Air New Zealand has enlisted the help of former NASA scientists at Alertness Solutions in California to conduct an extensive study of travelers' experience of work and stress -- and the psychological and physical effects of taking a vacation.

Americans notoriously take short vacations and are second only to workers in Singapore in the numbers of hours they work every week. In 2005 Americans handed back 421 million vacation days to their employers.

Air New Zealand's year-long study aims to discover what happens to travelers physically and psychologically when they think about vacations, during the time they're away and how they feel when they return to work.

"Americans in particular say they don't take enough holidays. They say they don't have enough time or that holidays are too expensive. Yet they also say they need holidays. We want to find out how exactly the vacation process affects travelers," said a spokeswoman.

So far researchers have questioned 1,200 people flying with Air New Zealand during May. More than half said they would be willing to reduce work place benefits, daily breaks and even pay in order to take more vacation time.

Nearly three quarters thought that doctors should be able to write prescriptions for vacations. And more than half said taking a full two weeks off work had a significant impact on their productivity rates when they returned.

Workers who took their allocated vacation time were happier and less stressed.

Gus Gilmore, vice president of Air New Zealand for the Americas said: "Air New Zealand will use the results of our study to identify and explore new ways to accelerate the vacation mindset and extend it for travelers once they return."

In addition, the airline has subjected a select group of traveler guinea pigs to a battery of intensive in-flight monitoring tests.

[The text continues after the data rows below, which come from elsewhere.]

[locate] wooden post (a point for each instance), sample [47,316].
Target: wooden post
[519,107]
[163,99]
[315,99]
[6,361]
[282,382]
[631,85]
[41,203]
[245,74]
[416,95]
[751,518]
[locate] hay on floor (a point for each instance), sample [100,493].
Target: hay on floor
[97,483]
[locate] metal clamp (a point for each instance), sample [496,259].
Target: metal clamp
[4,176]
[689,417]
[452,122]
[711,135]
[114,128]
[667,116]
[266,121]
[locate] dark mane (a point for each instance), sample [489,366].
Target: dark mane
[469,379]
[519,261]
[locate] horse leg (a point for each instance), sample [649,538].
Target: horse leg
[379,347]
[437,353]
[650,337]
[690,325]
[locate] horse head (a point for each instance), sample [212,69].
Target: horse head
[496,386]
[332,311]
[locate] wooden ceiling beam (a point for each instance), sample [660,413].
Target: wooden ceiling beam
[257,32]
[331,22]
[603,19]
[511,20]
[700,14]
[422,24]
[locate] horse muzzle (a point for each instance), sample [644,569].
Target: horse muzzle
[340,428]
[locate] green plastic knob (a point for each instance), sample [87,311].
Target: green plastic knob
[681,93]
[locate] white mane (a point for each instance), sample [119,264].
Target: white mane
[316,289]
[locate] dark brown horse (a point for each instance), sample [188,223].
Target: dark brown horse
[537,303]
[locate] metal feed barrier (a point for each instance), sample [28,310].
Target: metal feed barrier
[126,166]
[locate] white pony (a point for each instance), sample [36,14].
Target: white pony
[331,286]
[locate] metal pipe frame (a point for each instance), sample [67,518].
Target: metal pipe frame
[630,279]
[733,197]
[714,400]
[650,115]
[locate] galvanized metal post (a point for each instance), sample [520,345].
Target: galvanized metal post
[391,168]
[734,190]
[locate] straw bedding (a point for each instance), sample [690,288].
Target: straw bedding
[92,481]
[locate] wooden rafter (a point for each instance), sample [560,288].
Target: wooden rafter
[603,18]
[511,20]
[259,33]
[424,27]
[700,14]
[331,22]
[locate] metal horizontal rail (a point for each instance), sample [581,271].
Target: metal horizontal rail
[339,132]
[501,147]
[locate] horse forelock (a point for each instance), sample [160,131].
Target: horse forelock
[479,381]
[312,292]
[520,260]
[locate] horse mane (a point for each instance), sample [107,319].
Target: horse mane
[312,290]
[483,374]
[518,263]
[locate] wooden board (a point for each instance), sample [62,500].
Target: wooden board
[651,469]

Using methodology normally reserved for studying pilots and astronauts the travelers flying on a U.S. to New Zealand flight have been hooked up to various pieces of scientific monitoring equipment measuring their brain, eye, muscle and heart rate activity.

The airlines say the tests will provide scientific data about what physically happens to the human body when travelers go on vacation.

"Our scientists are currently analyzing the results and when we have them we'll use them to make flying a positive part of the vacation experience," said a spokeswoman.

"So far the survey suggests the vacation mindset fades quickly after Americans return. More than half begin to feel like they have never been on vacation within the first three days back, returning to their normal stress levels and routines, sleep, work, diet and social activity."

Proof that once the business traveler is back at work it's time to book another vacation.